3- Haftada bir gün evime çekilip hiç kimse ile görüşmememin sebebi, üzerimdeki elbisemden başka giyecek elbisem olmadığından, yıkadığım elbiselerim kuruyuncaya kadar kimseyi kabul edemiyorum.
4- Hubeyb hazretlerinin şahadetini hatırlayınca bayılmamın sebebi anlatılacak şey değildir. Çünkü Mekke müşrikleri Hubeyb hazretlerini asarlarken yanlarında idim. Belki onlara engel olabilirdim, fakat o zaman henüz iman etmemiştim. Seyirci kaldım. Onun gösterdiği cesaret ve celâdeti hatırladıkça, ne kadar kuvvetli bir imana sahip olduğunu daha iyi anlıyorum. Niçin mâni olmadım diye üzüntümden bayılıyorum.”
Sonra, Saîd bin Âmir Hz. Ömer'den rica etti:” Yâ Ömer, ne olur beni bu yükten kurtar Valilikten affet” dedi..Hz. Ömer bunu kabûl etmeyip yine vâli olarak bıraktı. 
Hz. Ömer Humus Valisi Said bin Amir’i hatırladıkça gözyaşlarını tutamaz halkın içinde bile olsa ağlar ve “Ah Said ah!..Allah Korkusu ve din duygusu  seni ne kadar yüceltmiş, millete faydalı hal getirmiş.Senin gibi imanı kuvvetli dindar Valilerle değil Arabistan’ı bütün dünyayı hem polissiz, zabıtasız idare edebilirim, Yeter ki onlara işte böyle dinleri hakim olsun..” derdi.”
Bu döneme “Saadet Asrı” denmesinin sebebi İslam’ı böylesine dikkat ve tam bir bağlılıkla yaşanmasıdır.

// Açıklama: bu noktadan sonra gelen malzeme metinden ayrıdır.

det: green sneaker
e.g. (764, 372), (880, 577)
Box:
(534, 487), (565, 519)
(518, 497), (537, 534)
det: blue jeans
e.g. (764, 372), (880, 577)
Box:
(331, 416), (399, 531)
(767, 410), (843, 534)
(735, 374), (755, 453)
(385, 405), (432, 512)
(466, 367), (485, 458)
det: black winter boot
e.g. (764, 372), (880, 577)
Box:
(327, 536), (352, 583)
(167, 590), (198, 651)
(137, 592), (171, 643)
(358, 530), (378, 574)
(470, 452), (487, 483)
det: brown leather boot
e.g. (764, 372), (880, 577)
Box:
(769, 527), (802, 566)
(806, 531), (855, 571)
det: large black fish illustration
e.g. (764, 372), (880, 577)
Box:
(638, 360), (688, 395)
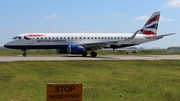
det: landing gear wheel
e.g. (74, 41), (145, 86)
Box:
(22, 49), (27, 57)
(82, 51), (87, 57)
(23, 53), (26, 57)
(90, 52), (97, 57)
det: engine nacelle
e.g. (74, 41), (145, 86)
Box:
(67, 44), (85, 54)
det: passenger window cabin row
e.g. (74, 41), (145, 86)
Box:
(13, 36), (130, 40)
(36, 37), (130, 40)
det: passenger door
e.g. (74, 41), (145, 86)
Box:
(28, 38), (34, 44)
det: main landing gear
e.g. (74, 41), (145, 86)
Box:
(90, 51), (97, 57)
(22, 49), (27, 57)
(81, 51), (88, 57)
(81, 51), (97, 57)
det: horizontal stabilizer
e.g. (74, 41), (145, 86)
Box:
(146, 33), (176, 39)
(157, 33), (176, 38)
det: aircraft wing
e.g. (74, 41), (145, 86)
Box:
(81, 30), (139, 50)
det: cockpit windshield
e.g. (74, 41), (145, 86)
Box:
(12, 36), (17, 39)
(12, 36), (21, 40)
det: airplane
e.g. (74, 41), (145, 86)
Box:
(4, 11), (175, 57)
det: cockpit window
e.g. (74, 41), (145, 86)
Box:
(13, 36), (17, 39)
(12, 36), (21, 39)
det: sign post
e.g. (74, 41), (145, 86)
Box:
(47, 83), (82, 101)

 “Hz. Ömer  halifeliği zamanında şehirlerden birine, vali olarak birini göndermek istedi. O zat tayin emrini almak için küçük çocuğu ile Hz. Ömer’in huzuruna çıktı. Hz. Ömer, o çocuğu kucağına alarak öptü. Bunu gören vali adayı:
“Ey müminlerin emiri, çocuğu kucaklayıp öptünüz. Halbuki benim birkaç evladım olduğu halde, şimdiye kadar hiçbirini öpmedim” dedi.
Bunun üzerine Hz. Ömer: “Demek sen çocuğuna bile şefkat ve merhamet ile davranmayan bir kişisin. O halde insanlara karşı merhamet ve şefkatin de az olur. Emri altında olanlara merhameti olmayan kişiden vali olmaz” diyerek tayin emrini geri alır.”
İslam sadece insanlara, yakınlarına karşı değil bütün canlı cansız mahluklara karşı merhametli ve adaletli olmayı emreder. Bu nedenle merhamet Müslüman’ın en belirgin özelliğidir.Merhametini kaybeden insanlığını da kaybeder. 
Hz. Muhammed :“Ümmetimin erenleri, çokça namaz kılmaları veya çokça oruç tutmaları sebebiyle cennete girecek değillerdir. Fakat onlar, herkese karşı temiz kalpli, cömert gönüllü ve bütün Müslümanlara karşı merhametli olmaları sebebiyle cennete gireceklerdir…Allah merhamet edenlere merhamet eder. Yeryüzündekilere merhamet edin ki göktekiler de size merhamet etsin”” demiştir.
Güzel ahlaklı olmanın sırrı “incinmemek” ve “incitmemek” tir.
Akıllı kişi, ister şehrin Valisi olsun isterse şehrin en fakiri olsun Allah’ın emir ve yasaklarını hayatının tek ölçüsü kabul ederek Hz. Muhammed’in  izinde O’nunla aynileşecek bir hayat tanzimi yapar ve her anını buna göre yaşar.